3 min read

Unsorted Two Sum

I came across this algorithmic puzzle recently. Given a sequence of numbers, typically integers, find two numbers that add up to some given total. Put another way: output two numbers for each pair that sums to a given number.

Imperative Solution in Python

“Veni, vidi, vici”—Julius Caesar, Imperator of Rome, 44 B.C.

Imperative Python function below accumulates a set of numbers; a result pair exists if a new number’s difference from the total matches any previously accumulated number. This technique improves performance over a naive iteration as the number of numbers increases.

def unsorted_two_sum_to(numbers, total):
  results = []
  acc = set()
  for number in numbers:
    difference = total - number
    if difference in acc:
      results.append((number, difference))
    acc.add(number)
  return(results)

Test with 1, 2, 3 as follows. The answer should match the pair \((1, 2)\) since these two numbers match the only two-tuple (pair) of integers that sum to \(3\), the required sum.

unsorted_two_sum_to([1, 2, 3], 3)

The answer is a list with one pair \((2, 1)\) as follows. Python evaluates to a list of tuples:

[(2, 1)]

Another test confirms it; all combinations sum to \(16\).

unsorted_two_sum_to([6, 7, 8, 9, 1, 16, 2, 3, 14, 13, 4, 5, 12, 32, 44], 16)

This time a number of alternative solutions result; list below.

[(9, 7), (14, 2), (13, 3), (12, 4)]

Functional Solution in Prolog

This is a functional approach where the mind looks for relationships between elements of the problem.

unsorted_two_sum_to(Numbers, Total, Terms) :-
    unsorted_two_sum_to(Numbers, Total, [], [], Terms).

unsorted_two_sum_to([], _Total, _Acc, Terms, Terms) :- !.
unsorted_two_sum_to([Number|Numbers], Total, Acc,
                    Terms0, [Number+Difference|Terms]) :-
    Difference is Total - Number,
    ord_memberchk(Difference, Acc),
    !,
    unsorted_two_sum_to_([Number|Numbers], Total, Acc, Terms0, Terms).
unsorted_two_sum_to(Numbers, Total, Acc, Terms0, Terms) :-
    unsorted_two_sum_to_(Numbers, Total, Acc, Terms0, Terms).

unsorted_two_sum_to_([Number|Numbers], Total, Acc0, Terms0, Terms) :-
    list_to_ord_set([Number|Acc0], Acc),
    unsorted_two_sum_to(Numbers, Total, Acc, Terms0, Terms).

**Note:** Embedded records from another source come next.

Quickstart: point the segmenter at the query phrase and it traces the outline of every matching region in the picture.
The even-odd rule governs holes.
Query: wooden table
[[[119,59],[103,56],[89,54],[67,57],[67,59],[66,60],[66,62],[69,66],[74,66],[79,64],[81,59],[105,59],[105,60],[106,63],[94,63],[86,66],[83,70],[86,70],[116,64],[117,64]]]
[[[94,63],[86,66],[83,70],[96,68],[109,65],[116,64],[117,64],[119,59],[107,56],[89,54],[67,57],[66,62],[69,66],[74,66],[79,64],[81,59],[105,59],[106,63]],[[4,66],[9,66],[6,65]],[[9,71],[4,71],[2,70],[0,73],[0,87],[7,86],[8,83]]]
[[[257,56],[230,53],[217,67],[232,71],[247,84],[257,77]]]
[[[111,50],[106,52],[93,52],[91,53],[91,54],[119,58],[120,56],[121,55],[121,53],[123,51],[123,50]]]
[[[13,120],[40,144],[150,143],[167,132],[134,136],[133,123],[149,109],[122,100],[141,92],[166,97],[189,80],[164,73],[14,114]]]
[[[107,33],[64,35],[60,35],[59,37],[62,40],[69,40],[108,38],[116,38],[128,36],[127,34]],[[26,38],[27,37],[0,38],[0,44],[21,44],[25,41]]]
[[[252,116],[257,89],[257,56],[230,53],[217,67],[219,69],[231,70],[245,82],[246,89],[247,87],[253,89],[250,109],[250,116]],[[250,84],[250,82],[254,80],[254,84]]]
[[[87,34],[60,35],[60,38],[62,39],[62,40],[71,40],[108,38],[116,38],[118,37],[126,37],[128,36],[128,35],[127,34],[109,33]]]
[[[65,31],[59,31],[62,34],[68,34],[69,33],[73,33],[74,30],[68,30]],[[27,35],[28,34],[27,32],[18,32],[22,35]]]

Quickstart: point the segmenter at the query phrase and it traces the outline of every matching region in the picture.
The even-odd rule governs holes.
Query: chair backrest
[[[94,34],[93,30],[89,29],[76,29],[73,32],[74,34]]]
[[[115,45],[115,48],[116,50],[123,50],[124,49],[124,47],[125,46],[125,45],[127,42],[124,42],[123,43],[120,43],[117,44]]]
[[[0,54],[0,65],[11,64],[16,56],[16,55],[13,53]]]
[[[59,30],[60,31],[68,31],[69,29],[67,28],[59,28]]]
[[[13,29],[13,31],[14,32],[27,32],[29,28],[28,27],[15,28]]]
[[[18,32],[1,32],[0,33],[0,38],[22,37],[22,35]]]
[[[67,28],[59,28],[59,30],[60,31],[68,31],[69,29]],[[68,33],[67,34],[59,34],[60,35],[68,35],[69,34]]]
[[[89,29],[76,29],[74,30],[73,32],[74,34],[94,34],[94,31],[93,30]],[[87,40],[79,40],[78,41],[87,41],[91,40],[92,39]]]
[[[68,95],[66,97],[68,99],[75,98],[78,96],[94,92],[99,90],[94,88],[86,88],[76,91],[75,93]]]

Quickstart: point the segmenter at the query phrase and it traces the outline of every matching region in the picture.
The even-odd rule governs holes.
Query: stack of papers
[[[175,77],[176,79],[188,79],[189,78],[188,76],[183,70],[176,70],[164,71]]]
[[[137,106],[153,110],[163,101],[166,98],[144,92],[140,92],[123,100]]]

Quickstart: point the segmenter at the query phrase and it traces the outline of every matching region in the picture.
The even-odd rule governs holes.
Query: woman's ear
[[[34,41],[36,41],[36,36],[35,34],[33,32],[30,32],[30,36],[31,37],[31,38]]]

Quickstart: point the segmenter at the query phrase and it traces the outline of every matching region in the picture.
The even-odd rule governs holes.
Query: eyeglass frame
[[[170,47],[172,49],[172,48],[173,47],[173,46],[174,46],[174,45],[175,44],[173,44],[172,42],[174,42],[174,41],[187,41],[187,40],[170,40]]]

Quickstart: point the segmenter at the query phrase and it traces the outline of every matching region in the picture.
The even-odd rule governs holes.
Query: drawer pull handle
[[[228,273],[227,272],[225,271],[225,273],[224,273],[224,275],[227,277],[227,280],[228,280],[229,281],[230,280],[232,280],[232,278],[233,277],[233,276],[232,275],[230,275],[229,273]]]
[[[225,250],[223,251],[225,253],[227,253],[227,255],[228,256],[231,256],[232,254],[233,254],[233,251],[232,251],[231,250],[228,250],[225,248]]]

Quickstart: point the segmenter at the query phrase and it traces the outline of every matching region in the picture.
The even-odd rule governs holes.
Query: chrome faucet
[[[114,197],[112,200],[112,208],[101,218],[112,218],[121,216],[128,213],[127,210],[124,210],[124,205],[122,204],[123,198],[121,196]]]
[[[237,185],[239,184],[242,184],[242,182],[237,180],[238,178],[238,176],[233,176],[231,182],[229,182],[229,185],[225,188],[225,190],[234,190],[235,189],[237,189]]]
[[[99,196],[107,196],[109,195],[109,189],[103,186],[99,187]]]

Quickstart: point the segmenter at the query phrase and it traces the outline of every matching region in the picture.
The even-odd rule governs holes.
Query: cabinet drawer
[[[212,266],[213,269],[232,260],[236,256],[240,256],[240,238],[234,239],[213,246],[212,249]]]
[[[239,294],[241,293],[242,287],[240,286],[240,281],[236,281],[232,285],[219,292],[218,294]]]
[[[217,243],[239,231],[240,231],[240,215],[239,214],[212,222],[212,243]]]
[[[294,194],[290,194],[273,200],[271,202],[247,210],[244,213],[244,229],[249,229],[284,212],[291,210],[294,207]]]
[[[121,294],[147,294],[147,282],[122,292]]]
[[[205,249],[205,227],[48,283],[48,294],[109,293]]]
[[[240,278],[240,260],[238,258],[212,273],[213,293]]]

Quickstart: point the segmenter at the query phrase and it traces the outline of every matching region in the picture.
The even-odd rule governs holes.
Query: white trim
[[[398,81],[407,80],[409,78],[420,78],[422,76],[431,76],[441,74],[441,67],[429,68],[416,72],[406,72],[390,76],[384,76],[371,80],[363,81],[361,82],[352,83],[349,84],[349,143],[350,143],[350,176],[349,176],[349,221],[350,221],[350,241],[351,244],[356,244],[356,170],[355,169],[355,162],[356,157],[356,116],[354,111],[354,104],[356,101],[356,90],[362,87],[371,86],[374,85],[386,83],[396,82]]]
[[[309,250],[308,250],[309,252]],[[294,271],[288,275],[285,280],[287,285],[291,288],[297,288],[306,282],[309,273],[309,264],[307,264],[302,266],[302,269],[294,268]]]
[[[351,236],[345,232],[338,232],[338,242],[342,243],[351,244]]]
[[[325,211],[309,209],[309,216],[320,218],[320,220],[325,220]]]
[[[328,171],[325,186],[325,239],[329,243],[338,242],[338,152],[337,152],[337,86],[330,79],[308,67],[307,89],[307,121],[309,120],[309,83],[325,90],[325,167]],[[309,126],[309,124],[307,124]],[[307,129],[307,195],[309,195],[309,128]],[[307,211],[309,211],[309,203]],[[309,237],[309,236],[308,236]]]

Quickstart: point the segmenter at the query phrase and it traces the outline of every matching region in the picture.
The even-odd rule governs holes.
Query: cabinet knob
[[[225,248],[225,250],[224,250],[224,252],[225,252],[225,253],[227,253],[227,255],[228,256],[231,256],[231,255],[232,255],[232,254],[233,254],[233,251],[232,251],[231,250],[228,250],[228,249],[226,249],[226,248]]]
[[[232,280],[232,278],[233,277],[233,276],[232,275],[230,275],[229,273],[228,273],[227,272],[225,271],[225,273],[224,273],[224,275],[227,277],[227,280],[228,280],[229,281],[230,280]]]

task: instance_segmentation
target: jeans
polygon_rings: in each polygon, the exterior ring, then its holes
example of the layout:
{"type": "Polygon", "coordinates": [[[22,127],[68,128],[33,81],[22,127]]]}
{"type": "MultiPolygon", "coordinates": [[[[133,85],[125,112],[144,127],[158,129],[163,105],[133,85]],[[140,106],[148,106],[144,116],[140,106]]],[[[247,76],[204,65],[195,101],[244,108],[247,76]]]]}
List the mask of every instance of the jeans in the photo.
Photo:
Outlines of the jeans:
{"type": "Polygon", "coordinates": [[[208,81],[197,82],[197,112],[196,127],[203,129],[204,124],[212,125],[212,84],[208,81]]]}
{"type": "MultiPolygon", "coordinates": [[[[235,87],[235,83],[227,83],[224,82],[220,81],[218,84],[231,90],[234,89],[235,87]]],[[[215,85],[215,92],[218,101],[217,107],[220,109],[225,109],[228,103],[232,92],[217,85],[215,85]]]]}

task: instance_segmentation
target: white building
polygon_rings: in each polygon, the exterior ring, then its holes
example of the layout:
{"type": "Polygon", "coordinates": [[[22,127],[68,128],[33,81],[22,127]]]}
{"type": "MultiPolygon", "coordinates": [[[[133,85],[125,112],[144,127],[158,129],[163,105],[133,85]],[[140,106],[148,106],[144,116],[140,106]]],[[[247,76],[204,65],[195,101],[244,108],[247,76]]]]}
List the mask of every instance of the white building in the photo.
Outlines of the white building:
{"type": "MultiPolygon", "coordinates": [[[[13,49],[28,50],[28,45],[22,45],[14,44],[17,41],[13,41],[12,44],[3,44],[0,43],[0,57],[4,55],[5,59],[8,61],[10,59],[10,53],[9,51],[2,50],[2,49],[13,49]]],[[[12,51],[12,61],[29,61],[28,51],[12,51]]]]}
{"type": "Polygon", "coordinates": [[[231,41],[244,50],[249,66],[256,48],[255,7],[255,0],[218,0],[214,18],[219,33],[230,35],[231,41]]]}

Considerably more code required, as measured by lines. You can easily argue that this approach adds an order of magnitude to the overall complexity. Nevertheless, results amount to the same albeit in Prolog pairwise terms A+B rather than Python tuples.

?- unsorted_two_sum_to([6, 7, 8, 9, 1, 16, 2, 3, 14, 13, 4, 5, 12, 32, 44], 16, A).
A = [9+7, 14+2, 13+3, 12+4].

The functional Prolog solution requires three distinct predicates.

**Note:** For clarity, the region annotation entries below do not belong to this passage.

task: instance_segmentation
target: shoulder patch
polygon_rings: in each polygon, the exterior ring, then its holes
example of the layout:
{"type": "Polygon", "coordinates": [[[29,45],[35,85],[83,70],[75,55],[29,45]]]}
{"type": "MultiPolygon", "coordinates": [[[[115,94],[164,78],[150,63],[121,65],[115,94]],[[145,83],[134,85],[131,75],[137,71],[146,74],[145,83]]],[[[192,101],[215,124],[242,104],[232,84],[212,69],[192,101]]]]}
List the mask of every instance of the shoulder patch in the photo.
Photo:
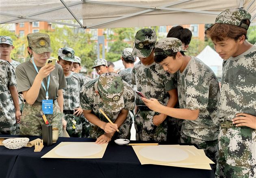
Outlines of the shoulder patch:
{"type": "Polygon", "coordinates": [[[89,81],[87,81],[85,85],[86,86],[90,86],[93,84],[94,84],[95,82],[98,81],[98,78],[95,78],[95,79],[92,79],[89,81]]]}

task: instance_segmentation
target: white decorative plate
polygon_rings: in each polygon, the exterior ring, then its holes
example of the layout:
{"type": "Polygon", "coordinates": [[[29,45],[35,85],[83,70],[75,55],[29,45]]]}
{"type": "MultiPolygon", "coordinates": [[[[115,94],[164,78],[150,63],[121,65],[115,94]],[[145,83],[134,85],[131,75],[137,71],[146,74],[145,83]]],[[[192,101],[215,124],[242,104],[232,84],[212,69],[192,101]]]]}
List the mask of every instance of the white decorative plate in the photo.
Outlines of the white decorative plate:
{"type": "Polygon", "coordinates": [[[9,138],[4,140],[2,143],[7,148],[19,149],[26,145],[29,141],[28,138],[9,138]]]}

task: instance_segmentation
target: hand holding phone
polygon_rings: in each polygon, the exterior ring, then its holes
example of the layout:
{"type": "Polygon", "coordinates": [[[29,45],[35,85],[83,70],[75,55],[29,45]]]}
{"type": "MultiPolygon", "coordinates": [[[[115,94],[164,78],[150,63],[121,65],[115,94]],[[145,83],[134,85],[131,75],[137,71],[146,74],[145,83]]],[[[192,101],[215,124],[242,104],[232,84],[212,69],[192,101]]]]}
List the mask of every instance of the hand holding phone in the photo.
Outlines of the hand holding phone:
{"type": "Polygon", "coordinates": [[[145,98],[147,98],[145,96],[144,96],[144,95],[141,92],[139,92],[139,91],[135,91],[135,92],[136,92],[137,94],[138,94],[140,97],[141,97],[145,98]]]}
{"type": "Polygon", "coordinates": [[[56,58],[50,58],[46,60],[46,66],[48,64],[52,65],[53,66],[55,65],[56,61],[57,59],[56,58]]]}

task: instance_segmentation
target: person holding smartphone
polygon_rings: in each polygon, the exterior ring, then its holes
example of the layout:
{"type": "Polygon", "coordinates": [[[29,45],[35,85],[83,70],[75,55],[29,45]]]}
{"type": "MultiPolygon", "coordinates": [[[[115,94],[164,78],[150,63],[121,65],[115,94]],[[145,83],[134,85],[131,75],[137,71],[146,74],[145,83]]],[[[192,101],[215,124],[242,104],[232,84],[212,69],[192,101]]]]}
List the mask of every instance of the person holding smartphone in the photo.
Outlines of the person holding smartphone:
{"type": "Polygon", "coordinates": [[[31,59],[16,69],[18,91],[23,94],[26,104],[22,112],[20,134],[42,135],[44,124],[40,111],[46,115],[52,127],[59,128],[62,135],[63,118],[62,89],[67,84],[61,66],[54,64],[46,65],[52,50],[49,35],[45,33],[29,34],[27,36],[28,51],[31,59]]]}
{"type": "Polygon", "coordinates": [[[82,131],[87,133],[86,135],[84,133],[83,136],[88,137],[90,124],[83,116],[80,105],[79,95],[78,94],[85,83],[81,75],[71,71],[74,62],[77,62],[74,55],[75,51],[72,48],[64,47],[59,49],[58,63],[63,69],[67,85],[63,90],[63,113],[64,119],[67,122],[67,131],[70,137],[80,137],[82,131]]]}

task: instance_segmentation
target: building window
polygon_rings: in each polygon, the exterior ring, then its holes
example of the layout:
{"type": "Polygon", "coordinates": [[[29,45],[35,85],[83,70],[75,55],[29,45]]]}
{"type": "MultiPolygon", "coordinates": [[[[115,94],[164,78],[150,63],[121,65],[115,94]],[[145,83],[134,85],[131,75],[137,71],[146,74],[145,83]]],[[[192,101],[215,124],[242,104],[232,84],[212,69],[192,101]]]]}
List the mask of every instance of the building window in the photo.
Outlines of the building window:
{"type": "Polygon", "coordinates": [[[98,39],[98,29],[91,29],[91,40],[97,40],[98,39]]]}
{"type": "Polygon", "coordinates": [[[24,36],[24,30],[20,30],[20,37],[24,36]]]}
{"type": "Polygon", "coordinates": [[[114,31],[111,28],[107,28],[106,30],[107,39],[111,39],[111,35],[114,34],[114,31]]]}
{"type": "Polygon", "coordinates": [[[33,21],[33,27],[39,27],[39,21],[33,21]]]}
{"type": "Polygon", "coordinates": [[[166,33],[166,26],[160,26],[158,32],[160,33],[166,33]]]}
{"type": "Polygon", "coordinates": [[[33,33],[39,32],[39,29],[33,29],[33,33]]]}
{"type": "Polygon", "coordinates": [[[192,36],[194,37],[198,36],[198,25],[194,24],[190,26],[190,30],[192,32],[192,36]]]}

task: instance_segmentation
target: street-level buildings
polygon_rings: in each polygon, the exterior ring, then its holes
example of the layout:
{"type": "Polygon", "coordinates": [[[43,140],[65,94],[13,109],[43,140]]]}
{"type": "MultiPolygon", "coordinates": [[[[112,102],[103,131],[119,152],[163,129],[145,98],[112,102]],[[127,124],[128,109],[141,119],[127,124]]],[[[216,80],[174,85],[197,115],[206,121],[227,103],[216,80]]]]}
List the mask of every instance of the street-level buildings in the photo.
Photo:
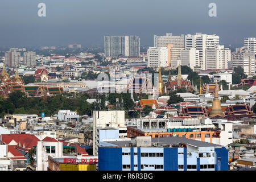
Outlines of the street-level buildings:
{"type": "Polygon", "coordinates": [[[134,137],[99,148],[99,171],[228,171],[228,150],[183,137],[134,137]]]}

  1. Arity-3 unsorted_two_sum_to/3 predicate acts as the public interface and supplies the initial accumulator set and starting empty-term results list.
  2. Arity-5 unsorted_two_sum_to/5 predicate performs the list recursive behaviour for Number head terms. This defines the relationship between the incoming numbers and the outgoing terms when a number difference successfully hits the accumulator set.
  3. Arity-5 unsorted_two_sum_to_/5 predicate merges the head Number with the accumulator set at each step along the way.

Conclusions

Note that a difference between functional and imperative mindset pervades the solution and the phrasing of the problem as well. Problems phrased as “for each” something imply a loop yet looping does not exist per se in a functional paradigm. The programmer cannot do “for” anything. Posed with a problem in those terms, a translation becomes necessary.

Logic theory offers a mind bridge. Operators every \(\forall\) and exists \(\exists\) express the existential imperatives that for loops attempt to represent in their clumsy von Neumann way: fetch-execute-store cycles running over bits and bytes in RAM. The mind sees relationships between logical entities rather than artificial machine states that reify those relationships within a CPU.

Your personal mileage may vary (YMMV).